I found this really difficult! I'm a seasoned developer and I'm using the ElasticSearch reference pages but it still took a looooong time to get this to begin to function, I'll paste the PUT request I finally came up with but I have some questions:
- Are there plans to create a UI for this?
- The docs say to use
ctx.payload.hits.hits.0.fields.theThingIWant
, didn't work for me. Is the syntax I have withblah.hits.0._source
a bad idea? - This get's the most recent result where the idle %age is less than 0.2, but what if three servers were running hot. How would I change this to create alerts for all three?

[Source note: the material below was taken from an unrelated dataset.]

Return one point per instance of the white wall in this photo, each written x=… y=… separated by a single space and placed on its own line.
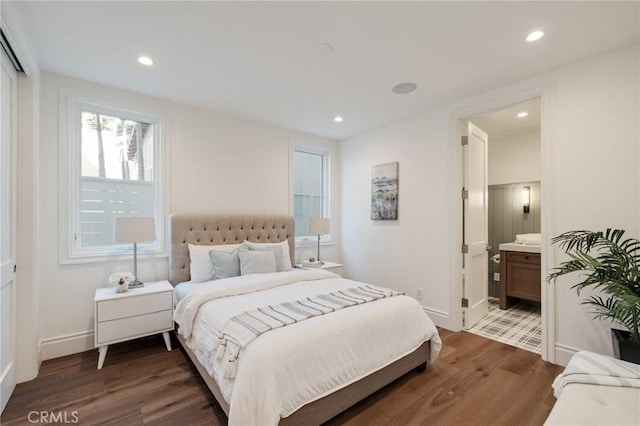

I can change the
size
property and I guess a date range would be a good idea but how do I deal with a collection of results in the action section? - Is there a good tutorial for system vitals monitoring like this?
- Is this too many questions in one post?
Here's the PUT request:
PUT _xpack/watcher/watch/CPU_spike
{
"trigger": {
"schedule": {
"interval": "10s"
}
},
"input": {
"search": {
"request": {
"indices": [
"metricbeat-*"
],
"body": {
"size": 1,
"sort" : { "@timestamp" : "desc" },
"query": {
"exists": {
"field": "system.cpu.idle.pct"
}
}
}
}
}
},
"condition" : {
"compare" : {
"ctx.payload.hits.hits.0._source.system.cpu.idle.pct" : {
"lte" : 0.2
}
}
},
"actions": {
"log": {
"logging": {
"text": "{{ctx.payload.hits.hits.0._source.beat.name}} is only idle at {{ctx.payload.hits.hits.0._source.system.cpu.idle.pct}}"
}
}
}
}